Fast Single-View NeRF with Meta-Learning

In my latest blog, I described why Neural Radiance Fields (NeRF) are still worth caring about, even in the era of 3D Gaussian Splatting (3DGS).

In this post, we are going to dive into single-view 3D reconstruction / novel-view synthesis. More specifically: given just one image of an object, can we quickly adapt a neural field so that it renders plausible views from new camera angles?

There are many ways to do that. In an upcoming blog, I will show how to directly regress 3DGS parameters from a single image. But here, we will take a different route:

meta-learning.

Instead of training a NeRF from scratch for every object, we train a model that learns a good initialization across many objects. Then, at test time, we only need a small amount of gradient descent on one input view to specialize the model to a new instance.

This idea comes from the paper:

Learned Initializations for Optimizing Coordinate-Based Neural Representations

and the implementation below is a compact PyTorch version of that idea, applied to NeRF-style rendering.

Why this works

Standard NeRF fitting is slow because every new scene starts from random weights. The network has to discover geometry, appearance, and density structure from scratch.

Meta-learning changes the question.

Instead of asking:

How do we optimize a NeRF for one object?

we ask:

Can we learn initial parameters that are already close to a good solution for many objects of the same category?

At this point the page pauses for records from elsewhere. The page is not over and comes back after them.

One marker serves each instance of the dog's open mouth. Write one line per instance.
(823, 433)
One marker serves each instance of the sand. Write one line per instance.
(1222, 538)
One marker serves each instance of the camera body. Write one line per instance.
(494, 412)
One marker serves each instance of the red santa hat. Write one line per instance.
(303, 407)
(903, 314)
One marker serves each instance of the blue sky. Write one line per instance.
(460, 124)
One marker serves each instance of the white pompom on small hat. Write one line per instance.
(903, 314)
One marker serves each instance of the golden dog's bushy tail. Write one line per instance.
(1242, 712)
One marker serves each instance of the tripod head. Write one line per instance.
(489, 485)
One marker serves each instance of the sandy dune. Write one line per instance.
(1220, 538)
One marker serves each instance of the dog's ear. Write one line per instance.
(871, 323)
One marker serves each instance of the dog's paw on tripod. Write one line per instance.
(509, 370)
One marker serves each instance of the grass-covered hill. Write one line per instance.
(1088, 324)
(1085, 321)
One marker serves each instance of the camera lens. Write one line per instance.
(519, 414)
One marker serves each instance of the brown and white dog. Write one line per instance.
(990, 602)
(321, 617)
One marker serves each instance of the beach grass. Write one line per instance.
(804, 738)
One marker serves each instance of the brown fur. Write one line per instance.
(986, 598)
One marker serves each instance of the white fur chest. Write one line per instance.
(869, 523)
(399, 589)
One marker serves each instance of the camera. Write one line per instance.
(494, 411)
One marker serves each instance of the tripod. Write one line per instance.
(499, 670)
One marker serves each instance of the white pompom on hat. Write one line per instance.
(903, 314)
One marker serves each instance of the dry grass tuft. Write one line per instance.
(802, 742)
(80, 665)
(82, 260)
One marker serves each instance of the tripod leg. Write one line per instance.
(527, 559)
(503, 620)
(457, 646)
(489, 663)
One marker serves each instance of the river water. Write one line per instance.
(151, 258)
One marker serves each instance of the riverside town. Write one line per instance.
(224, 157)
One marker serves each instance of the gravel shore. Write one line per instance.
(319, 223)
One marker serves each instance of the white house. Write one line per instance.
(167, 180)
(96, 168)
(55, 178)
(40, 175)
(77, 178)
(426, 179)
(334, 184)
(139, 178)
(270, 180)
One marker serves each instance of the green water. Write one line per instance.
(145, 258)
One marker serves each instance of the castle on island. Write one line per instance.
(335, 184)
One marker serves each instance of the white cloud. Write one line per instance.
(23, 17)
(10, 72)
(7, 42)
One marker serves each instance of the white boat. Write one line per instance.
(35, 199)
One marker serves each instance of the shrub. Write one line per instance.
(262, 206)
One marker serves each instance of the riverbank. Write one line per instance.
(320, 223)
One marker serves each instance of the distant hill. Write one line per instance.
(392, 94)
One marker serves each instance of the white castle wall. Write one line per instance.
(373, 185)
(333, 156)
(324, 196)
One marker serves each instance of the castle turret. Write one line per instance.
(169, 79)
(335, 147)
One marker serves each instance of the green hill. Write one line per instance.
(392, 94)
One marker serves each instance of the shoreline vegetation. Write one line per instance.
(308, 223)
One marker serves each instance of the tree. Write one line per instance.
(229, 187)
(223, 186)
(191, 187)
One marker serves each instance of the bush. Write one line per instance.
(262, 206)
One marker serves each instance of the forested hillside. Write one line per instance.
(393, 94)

If the answer is yes, then adapting to a new object becomes much easier. A few gradient steps from a learned initialization can be enough to recover a useful scene representation.

That is exactly the setup in this code:

each task is one object instance
the model sees many tasks during meta-training
for each task, it performs a few inner-loop updates
the shared initialization is updated so that future adaptation becomes faster

This is classic few-shot adaptation, but applied to coordinate-based neural representations.

1. The big picture

Our pipeline has three moving parts:

A NeRF-style renderer

Given ray origins and ray directions, we sample 3D points along the rays, query an MLP for color and density, and integrate the result with volume rendering.

A task distribution

Each task corresponds to one scene or object. In this example, the dataset contains multiple car instances, each with multiple views and camera poses.

A meta-learning algorithm

We use Reptile, a first-order meta-learning method. For each sampled scene:

copy the meta-model
optimize it for a few steps on that scene
move the meta-model parameters toward the adapted weights

After repeating this over many scenes, the meta-model becomes a strong initialization for unseen objects.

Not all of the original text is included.